ARRÊT : CONTRADICTOIRE
Prononcé publiquement le 23 Février 2015, par mise à disposition de l'arrêt au greffe de la Cour, les parties en ayant été préalablement avisées dans les conditions prévues à l'article 450 alinéa 2 du code de procédure civile ;
Signé par Didier JOLY, Président, et par Sophie MASCRIER, Greffier auquel la minute de la décision a été remise par le magistrat signataire.
*************
Le 4 juin 2009, [E] [R] née [T] a signé en qualité d'associée unique les statuts de l'entreprise unipersonnelle à responsabilité limitée "Le Chat Perché", ayant pour objet l'exercice d'une activité de restauration.
Cette société a été immatriculée le 15 juin 2009 au registre du commerce et des sociétés.
L'E.U.R.L. "Le Chat Perché" a obtenu un prêt de 85 000 € sur sept ans en vue d'acquérir un fonds de commerce de restauration sis [Adresse 4]. [B] [R], époux de [E] [T], s'est porté caution de ce prêt à hauteur de 27 625 €, soit 25% de la somme empruntée.
La vente du fonds est intervenue le 18 juin 2009 entre la S.A.R.L. "ALFA-GAU" et l'E.U.R.L. "Le Chat Perché" au prix de 65 000 €.
[B] [R] a été engagé par l'E.U.R.L. "Le Chat Perché" en qualité de cuisinier (niveau 1, échelon 3) suivant contrat écrit à durée indéterminée du 20 juillet 2009, soumis à la convention collective nationale des hôtels, cafés restaurants. Son salaire mensuel brut a été fixé à 1 665,69 € pour 39 heures hebdomadaires de travail.
A une date indéterminée, l'E.U.R.L. "Le Chat Perché" a engagé un second salarié en qualité de serveur, [V] [Z], dont le contrat de travail a fait l'objet d'une rupture conventionnelle en mars 2010.
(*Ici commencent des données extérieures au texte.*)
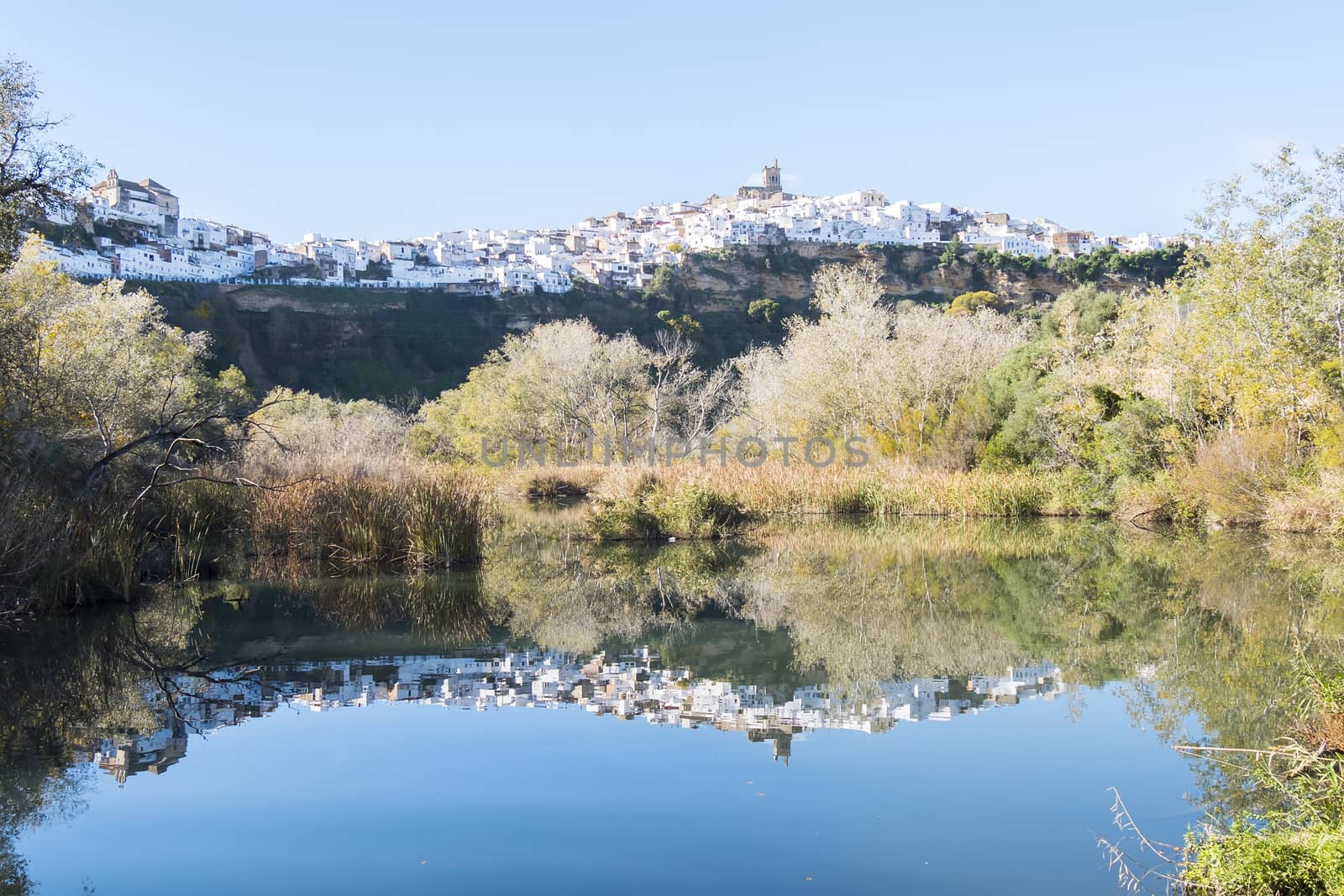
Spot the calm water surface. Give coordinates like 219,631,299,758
0,522,1344,893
En effet, le résultat net de l'exercice clos le 30 septembre 2010 a accusé une perte de 41 793 €, supérieure à la moitié du capital social. Malgré celle-ci, l'assemblée générale du 17 mars 2011 a décidé de poursuivre l'activité. Il a été convenu que les salaires de [B] [R] seraient versés en fonction des capacités de la société.
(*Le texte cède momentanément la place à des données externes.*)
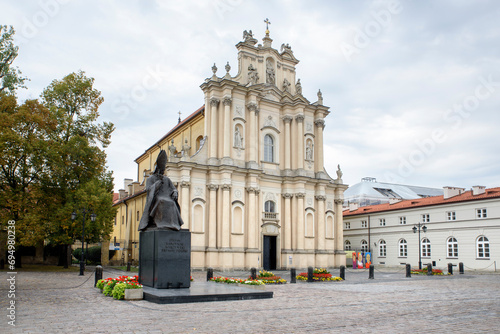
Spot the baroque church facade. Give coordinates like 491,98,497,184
110,30,347,270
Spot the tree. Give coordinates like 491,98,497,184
42,71,114,250
0,26,28,93
0,93,56,246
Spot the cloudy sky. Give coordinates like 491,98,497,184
0,0,500,190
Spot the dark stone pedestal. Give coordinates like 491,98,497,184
139,230,191,289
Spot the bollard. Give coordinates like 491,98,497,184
368,264,375,279
250,268,257,279
94,266,102,287
307,267,314,282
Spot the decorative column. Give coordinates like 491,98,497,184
222,96,233,158
295,193,306,250
221,184,231,248
207,184,219,248
283,116,293,169
247,187,258,248
281,193,293,250
180,181,191,229
314,118,325,172
245,102,259,164
295,114,304,169
315,195,326,250
208,97,220,158
334,199,344,251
Le 14 février 2012, [E] [R] née [T] a déclaré l'état de cessation des paiements de l'E.U.R.L. "Le Chat Perché" dont le Tribunal de commerce de Lyon a ouvert la liquidation judiciaire par jugement du 22 février 2012. La date de cessation des paiements a été fixée provisoirement au 1er janvier 2011. Maître [V] [K] a été désigné en qualité de liquidateur.
Par lettre recommandée du 28 février 2012, ce dernier a convoqué [B] [R] le 6 mars 2012 en vue d'un entretien préalable à son licenciement.
Par lettre recommandée du 8 mars 2012, Maître [K] lui a notifié son licenciement pour motif économique, sous réserve de la reconnaissance de sa qualité de salarié.
Ces deux courriers, adressés par erreur au [Adresse 1] au lieu du 139 rue Baraban, n'ont pas été distribués.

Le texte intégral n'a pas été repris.